Tips for health preservation in autumn (2)
2019-12-09

Stretch muscles with some slow exercise

In autumn, exercise can be gradually added and more outdoor sports are advocated. Different exercise forms can be selected according to your own physical condition and hobbies, such as sit-ups, jogging, martial arts and ball games, which can all promote blood circulation and improve the function of heart and lung as well as the blood supply of brain.

In the early autumn, the weather is still hot during the day, so do not exercise strenuously with profuse sweating to avoid damaging yang qi or injuring to sinew and bone. Pay attention to exercise protection during exercise to avoid the occurrence of heatstroke and dehydration.

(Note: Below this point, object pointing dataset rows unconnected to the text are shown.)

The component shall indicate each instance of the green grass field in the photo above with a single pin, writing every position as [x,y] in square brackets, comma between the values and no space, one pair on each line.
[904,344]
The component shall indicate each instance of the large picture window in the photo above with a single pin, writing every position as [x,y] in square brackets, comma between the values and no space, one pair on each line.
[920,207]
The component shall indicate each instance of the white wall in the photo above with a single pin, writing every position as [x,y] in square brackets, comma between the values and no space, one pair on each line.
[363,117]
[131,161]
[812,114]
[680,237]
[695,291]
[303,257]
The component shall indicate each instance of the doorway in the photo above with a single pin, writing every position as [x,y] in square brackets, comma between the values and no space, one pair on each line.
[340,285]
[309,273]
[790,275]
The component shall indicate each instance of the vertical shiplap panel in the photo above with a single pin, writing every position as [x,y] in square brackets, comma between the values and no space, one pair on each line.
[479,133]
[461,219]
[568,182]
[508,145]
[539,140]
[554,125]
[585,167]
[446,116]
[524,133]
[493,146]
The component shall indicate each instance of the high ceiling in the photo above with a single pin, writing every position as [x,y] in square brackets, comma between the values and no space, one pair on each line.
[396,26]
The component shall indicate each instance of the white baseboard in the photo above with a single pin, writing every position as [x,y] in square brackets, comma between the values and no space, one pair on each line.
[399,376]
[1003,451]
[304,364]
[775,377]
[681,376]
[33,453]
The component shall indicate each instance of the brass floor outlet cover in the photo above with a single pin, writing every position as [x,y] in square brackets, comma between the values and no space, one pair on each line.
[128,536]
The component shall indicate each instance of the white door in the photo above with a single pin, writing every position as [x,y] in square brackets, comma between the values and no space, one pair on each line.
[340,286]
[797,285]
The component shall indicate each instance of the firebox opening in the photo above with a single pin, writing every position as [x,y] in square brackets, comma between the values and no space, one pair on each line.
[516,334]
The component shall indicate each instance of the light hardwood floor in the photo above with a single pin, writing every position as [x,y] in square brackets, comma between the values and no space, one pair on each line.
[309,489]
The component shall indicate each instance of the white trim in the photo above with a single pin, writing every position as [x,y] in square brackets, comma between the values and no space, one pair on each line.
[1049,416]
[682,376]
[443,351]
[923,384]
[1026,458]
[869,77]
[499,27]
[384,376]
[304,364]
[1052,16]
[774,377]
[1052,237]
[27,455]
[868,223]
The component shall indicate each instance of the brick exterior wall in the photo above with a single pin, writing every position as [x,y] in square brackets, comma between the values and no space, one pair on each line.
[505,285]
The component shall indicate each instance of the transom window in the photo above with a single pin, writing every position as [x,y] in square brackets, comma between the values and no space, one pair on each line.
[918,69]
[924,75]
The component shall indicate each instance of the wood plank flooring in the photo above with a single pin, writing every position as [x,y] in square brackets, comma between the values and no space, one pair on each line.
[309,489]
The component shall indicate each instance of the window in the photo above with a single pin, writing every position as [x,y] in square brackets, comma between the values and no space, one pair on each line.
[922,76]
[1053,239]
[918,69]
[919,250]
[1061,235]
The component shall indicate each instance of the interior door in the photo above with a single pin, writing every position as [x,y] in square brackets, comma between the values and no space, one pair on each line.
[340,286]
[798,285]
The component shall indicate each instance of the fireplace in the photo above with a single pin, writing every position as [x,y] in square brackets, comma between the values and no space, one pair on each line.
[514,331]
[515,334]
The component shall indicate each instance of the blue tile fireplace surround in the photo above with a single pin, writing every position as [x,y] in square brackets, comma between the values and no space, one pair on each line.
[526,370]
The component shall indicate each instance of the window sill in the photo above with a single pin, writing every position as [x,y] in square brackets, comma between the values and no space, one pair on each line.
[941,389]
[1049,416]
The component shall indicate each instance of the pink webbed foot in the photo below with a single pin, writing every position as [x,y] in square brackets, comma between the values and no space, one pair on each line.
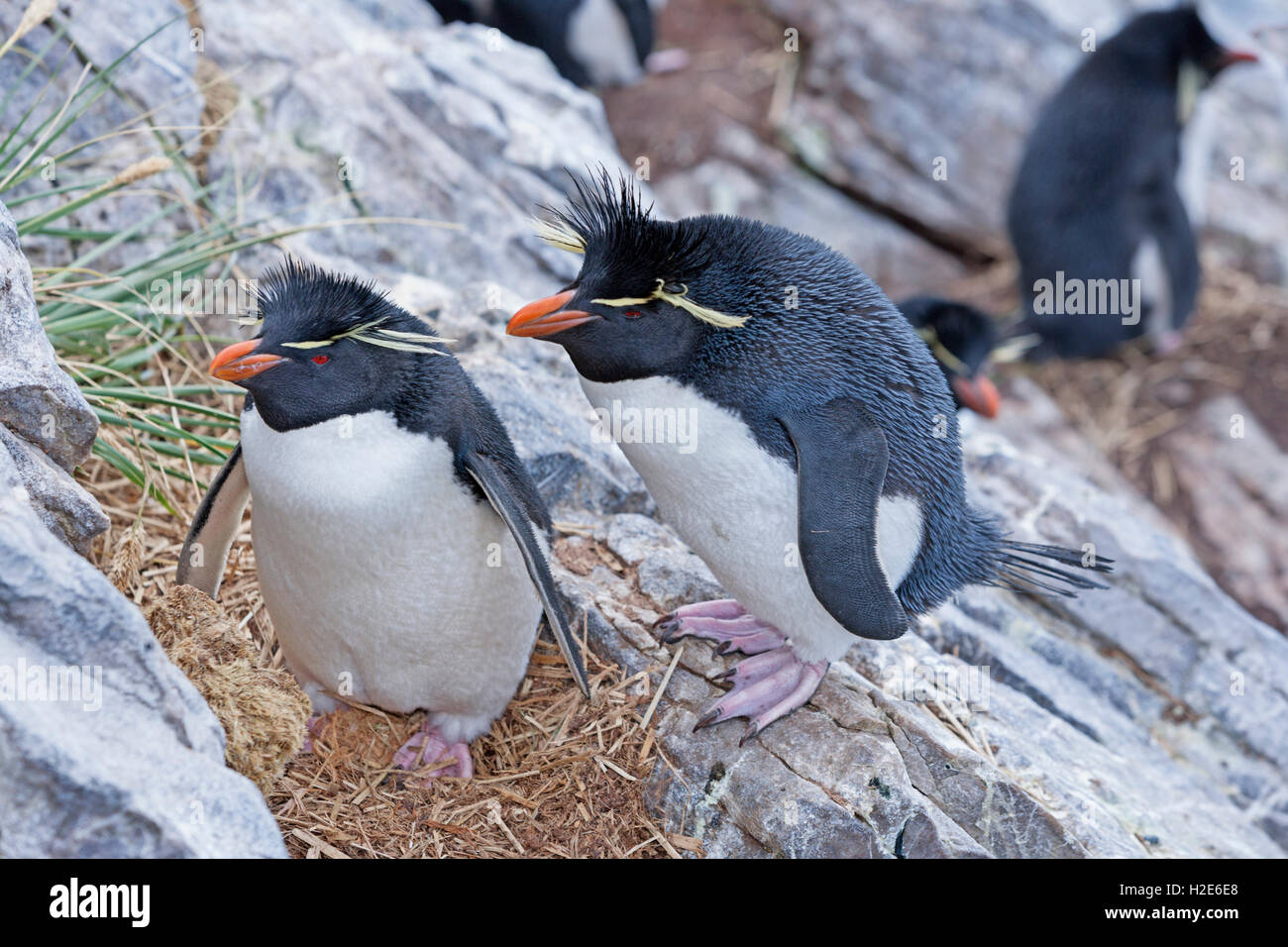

After the Autumn Begins, it is cold in the morning and evening. The cold air can easily cause vasoconstriction and that can lead to some malignant cardiovascular and cerebrovascular events. The blood circulation in the elderly or some patients with chronic diseases, especially cardiovascular and cerebrovascular diseases, is compromised due to arteriosclerosis, stenosis, and lipid deposition and plaque formation, and therefore can be blocked when the arteries contract during exercise. Therefore, exercise on early autumn mornings is not advocated for the middle-aged or some chronically ill patients. It is better to do exercises in the afternoon or at dusk. If we exercise in the morning, we can make it a bit later in order to reduce the risk of cardiovascular and cerebrovascular diseases.

Exercise in late autumn should be moderate and not too intense. Astringing and nourishing internally are the principles of autumn exercise. When doing exercise, pay attention to its intensity. Slight sweating is necessary, but not profuse sweating. Because in autumn, it is dry and intense exercise will consume lots of water, and easily consumes the yin or essence of the human body. In addition, it is necessary to keep warm when exercising.